During the homily, the Pope considered three moments in Creation: the solitude of the man, the dream, and the destiny of both the man and the woman: to be “one flesh.” 


Pope Francis was continuing his reflections on creation, and how God, seeing man all alone, took a rib from Adam and created woman, who the man recognized as “flesh of his flesh.”  “But before seeing her,” the Pope said, “the man dreamed of her… In order to understand a woman, it is necessary first to dream of her.”  The woman brings, Francis stressed, bring the capacity to love one another, namely harmony for the world.

“This is the great gift of God: He has given us woman. And in the Gospel, we have heard what a woman is capable of, eh? She is courageous, that one, eh? She went forward with courage. But there is more, so much more. A woman is harmony, is poetry, is beauty.


Without her, the world would not be so beautiful, it would not be harmonious.  “And I like to think – but this is a personal thing – that God created women so that we would all have a mother.


The Pope went on to lament how often, women are spoken about or thought of in a ‘functionalist’ manner. Instead, he underscored, we should see women as bearers of a richness that men do not possess: women bring harmony to creation.
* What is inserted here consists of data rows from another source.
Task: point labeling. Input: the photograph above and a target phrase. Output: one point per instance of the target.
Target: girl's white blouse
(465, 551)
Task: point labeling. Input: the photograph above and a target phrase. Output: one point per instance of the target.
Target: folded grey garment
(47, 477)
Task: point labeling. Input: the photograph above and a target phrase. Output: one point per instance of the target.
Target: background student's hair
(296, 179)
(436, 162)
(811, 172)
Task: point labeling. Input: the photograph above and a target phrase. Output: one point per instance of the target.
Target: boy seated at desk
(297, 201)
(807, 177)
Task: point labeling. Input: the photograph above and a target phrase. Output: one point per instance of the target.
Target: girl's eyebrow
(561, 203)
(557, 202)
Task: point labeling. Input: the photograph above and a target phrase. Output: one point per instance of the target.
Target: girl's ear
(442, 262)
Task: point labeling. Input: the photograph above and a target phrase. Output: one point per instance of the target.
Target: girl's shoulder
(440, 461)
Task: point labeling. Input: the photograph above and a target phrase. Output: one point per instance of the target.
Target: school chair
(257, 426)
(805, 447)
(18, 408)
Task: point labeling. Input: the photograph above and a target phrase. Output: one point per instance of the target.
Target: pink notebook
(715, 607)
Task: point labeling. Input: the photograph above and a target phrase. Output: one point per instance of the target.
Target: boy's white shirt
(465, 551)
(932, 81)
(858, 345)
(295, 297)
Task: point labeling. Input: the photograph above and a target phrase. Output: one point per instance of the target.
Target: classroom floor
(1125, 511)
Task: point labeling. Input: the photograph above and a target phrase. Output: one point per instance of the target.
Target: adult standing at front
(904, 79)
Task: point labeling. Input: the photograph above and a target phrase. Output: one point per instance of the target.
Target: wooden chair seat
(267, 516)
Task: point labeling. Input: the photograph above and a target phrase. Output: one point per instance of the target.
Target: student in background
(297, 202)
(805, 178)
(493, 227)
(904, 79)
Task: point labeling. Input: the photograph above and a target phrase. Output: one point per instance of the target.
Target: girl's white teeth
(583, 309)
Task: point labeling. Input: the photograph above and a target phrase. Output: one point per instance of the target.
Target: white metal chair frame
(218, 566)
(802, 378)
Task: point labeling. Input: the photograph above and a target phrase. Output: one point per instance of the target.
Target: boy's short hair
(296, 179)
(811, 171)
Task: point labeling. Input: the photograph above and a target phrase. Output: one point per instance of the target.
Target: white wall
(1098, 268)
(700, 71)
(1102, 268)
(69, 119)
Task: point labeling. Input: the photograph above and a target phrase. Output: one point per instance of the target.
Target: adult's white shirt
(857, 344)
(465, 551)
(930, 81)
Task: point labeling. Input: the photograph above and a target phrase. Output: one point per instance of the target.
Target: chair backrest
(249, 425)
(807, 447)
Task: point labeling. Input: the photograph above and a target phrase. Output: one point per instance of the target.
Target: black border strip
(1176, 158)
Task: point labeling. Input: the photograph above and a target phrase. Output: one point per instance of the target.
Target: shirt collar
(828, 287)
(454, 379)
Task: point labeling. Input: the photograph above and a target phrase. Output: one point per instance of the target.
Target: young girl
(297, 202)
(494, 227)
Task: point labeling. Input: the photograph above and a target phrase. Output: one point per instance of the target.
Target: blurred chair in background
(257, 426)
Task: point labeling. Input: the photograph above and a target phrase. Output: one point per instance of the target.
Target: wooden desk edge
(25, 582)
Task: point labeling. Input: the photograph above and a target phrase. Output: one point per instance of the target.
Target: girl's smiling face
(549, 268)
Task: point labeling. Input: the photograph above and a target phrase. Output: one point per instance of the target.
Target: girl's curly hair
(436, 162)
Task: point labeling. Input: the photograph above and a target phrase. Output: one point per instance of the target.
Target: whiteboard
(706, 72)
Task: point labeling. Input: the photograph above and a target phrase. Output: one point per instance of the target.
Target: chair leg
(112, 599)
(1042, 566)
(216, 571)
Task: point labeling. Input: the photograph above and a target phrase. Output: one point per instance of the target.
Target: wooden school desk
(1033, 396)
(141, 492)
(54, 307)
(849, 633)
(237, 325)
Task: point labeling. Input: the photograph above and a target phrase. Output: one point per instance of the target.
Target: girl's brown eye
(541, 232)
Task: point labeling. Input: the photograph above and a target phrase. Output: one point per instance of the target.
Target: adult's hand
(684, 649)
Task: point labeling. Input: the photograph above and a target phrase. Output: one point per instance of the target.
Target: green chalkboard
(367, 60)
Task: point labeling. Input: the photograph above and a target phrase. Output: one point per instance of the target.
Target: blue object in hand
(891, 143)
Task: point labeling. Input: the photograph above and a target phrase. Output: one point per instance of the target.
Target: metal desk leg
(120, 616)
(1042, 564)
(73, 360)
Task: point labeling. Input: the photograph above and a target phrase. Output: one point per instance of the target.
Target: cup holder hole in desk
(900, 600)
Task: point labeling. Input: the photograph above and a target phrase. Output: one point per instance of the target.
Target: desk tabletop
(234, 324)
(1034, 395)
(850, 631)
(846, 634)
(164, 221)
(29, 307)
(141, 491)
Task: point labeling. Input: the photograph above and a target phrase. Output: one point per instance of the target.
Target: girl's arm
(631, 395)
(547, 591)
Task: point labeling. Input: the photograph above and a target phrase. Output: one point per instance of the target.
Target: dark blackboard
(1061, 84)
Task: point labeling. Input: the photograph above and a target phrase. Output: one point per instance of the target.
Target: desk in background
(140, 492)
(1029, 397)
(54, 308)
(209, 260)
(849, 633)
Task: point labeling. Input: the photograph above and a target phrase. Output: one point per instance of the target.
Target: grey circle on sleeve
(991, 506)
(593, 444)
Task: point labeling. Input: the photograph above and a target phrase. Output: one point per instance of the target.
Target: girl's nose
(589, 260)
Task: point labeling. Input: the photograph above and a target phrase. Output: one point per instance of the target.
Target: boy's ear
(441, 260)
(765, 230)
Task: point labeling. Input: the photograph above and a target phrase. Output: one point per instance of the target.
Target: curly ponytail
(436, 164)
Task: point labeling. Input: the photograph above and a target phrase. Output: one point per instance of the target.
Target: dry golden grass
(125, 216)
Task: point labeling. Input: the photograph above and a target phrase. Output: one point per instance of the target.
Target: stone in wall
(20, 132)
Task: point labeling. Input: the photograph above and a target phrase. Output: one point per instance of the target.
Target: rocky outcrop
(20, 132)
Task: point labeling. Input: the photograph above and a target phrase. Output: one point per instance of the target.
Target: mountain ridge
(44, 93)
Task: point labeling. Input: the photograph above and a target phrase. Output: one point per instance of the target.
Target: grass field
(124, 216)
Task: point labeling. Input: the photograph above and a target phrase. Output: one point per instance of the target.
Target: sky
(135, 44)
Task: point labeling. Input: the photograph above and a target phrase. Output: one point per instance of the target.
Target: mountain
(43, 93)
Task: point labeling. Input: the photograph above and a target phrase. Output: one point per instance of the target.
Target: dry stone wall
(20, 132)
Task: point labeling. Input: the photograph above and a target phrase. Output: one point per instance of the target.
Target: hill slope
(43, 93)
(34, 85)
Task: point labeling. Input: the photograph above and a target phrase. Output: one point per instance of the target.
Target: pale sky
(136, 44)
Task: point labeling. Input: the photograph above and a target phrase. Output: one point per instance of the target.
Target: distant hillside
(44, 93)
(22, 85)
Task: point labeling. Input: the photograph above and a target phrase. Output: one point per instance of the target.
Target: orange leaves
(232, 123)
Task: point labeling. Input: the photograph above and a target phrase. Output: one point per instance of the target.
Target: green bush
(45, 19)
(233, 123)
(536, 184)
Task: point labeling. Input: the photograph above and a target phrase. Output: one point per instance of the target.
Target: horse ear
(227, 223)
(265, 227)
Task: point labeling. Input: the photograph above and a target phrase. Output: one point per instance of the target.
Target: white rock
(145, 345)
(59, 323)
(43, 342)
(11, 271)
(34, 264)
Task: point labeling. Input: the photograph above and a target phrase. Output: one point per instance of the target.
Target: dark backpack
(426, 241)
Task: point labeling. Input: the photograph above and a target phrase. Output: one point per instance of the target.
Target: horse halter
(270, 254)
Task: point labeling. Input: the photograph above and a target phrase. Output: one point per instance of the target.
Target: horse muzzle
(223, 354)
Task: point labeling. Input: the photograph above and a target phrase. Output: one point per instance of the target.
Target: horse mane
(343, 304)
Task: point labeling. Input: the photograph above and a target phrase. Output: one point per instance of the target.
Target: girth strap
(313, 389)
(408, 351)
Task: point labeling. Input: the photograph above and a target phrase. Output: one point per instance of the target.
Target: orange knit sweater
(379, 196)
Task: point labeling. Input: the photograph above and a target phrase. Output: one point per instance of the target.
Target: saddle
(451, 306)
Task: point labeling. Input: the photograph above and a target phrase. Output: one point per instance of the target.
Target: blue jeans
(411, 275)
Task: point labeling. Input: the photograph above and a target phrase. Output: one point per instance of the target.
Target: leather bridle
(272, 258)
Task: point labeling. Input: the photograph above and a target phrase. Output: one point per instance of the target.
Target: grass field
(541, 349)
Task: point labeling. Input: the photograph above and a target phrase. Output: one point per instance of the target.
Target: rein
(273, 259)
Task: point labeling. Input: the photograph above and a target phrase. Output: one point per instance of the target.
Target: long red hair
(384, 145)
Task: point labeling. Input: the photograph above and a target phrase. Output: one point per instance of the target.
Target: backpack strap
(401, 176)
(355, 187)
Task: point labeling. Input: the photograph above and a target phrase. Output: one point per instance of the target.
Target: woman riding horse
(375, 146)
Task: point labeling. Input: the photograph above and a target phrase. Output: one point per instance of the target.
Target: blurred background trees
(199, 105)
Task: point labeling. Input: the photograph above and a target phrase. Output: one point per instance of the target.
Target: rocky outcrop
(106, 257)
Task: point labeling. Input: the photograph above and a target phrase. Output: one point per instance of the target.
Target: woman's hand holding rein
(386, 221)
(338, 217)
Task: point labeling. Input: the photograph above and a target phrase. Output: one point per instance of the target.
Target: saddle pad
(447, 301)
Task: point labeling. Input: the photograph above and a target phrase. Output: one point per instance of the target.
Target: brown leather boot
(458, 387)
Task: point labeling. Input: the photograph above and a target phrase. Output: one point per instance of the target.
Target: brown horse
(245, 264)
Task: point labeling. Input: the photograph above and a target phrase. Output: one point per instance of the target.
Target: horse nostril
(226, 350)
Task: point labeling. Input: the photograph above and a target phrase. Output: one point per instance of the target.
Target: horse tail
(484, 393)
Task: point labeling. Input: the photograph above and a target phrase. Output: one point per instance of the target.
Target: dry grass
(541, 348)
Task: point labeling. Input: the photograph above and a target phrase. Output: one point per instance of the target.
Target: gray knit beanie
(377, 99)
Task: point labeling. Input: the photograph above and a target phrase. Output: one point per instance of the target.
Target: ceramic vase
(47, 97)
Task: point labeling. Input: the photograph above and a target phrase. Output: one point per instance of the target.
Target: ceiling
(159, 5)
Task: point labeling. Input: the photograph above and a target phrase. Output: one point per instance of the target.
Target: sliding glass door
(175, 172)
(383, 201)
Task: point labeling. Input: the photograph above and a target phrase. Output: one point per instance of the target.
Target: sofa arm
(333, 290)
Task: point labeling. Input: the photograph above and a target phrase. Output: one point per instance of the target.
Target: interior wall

“When women are not there, harmony is missing. We might say: But this is a society with a strong masculine attitude, and this is the case, no? The woman is missing. ‘Yes, yes: the woman is there to wash the dishes, to do things…’  “No, no, no!” he said, “The woman is there to bring harmony,” and who “teaches us to caress, to love with tenderness; and who makes the world a beautiful place.”


I cannot ever remember a Pope speaking of women so beautifully, so passionately!


What confuses me, however, is this:  if women were created to bring harmony into creation, why deprive the Church of that harmony? 


If woman truly is flesh of man’s flesh, what ontological obstacle exists which would render women incapable of Priesthood?  If woman is truly man’s equal, “in persona Christi” must equally apply to a woman’s capacity to act in ontological unity with the Lord, must it not?

The irony for the Church is this:  the Church does not wish to speak of women in a “functionalist” manner, but does precisely that when denying even the metaphysical possibility of a woman (flesh of man’s flesh) acting “in persona Christi”.



There are many problems facing the Church.

Pope Francis jokingly said in a recent interview that he places problems he encounters in letters he writes to Saint Joseph, letters which he places under a statue of the Saint by his bedside.  Francis said:  “I sleep on a mattress of such letters!”

I wonder whether or not a number of the problems facing the Church come from the lack of harmony within the Body of Christ precisely because the People of God are not the beneficiaries of the tenderness and gentle spiritual caress that only women can offer by sharing in the Priesthood of Jesus Christ.


I offer this thought not as an agenda item for a revolutionary change in the Church, but offer it simply as a question occasioned by the Pope’s homily and my understanding of the metaphysical and ontological arguments that have been made against women being ordained.


Might not the Church do well to at least be willing to "dream" of women as Priests? 

I guess instead of writing posts about the subject, I should just jot off a letter to Saint Joseph myself and putting it under my pillow. 


If I did the same for all the things which confused me about the Church, I’d be in the same position as Pope Francis. 

Problem is I don’t sleep well on paper.  Apparently, the Holy Father does!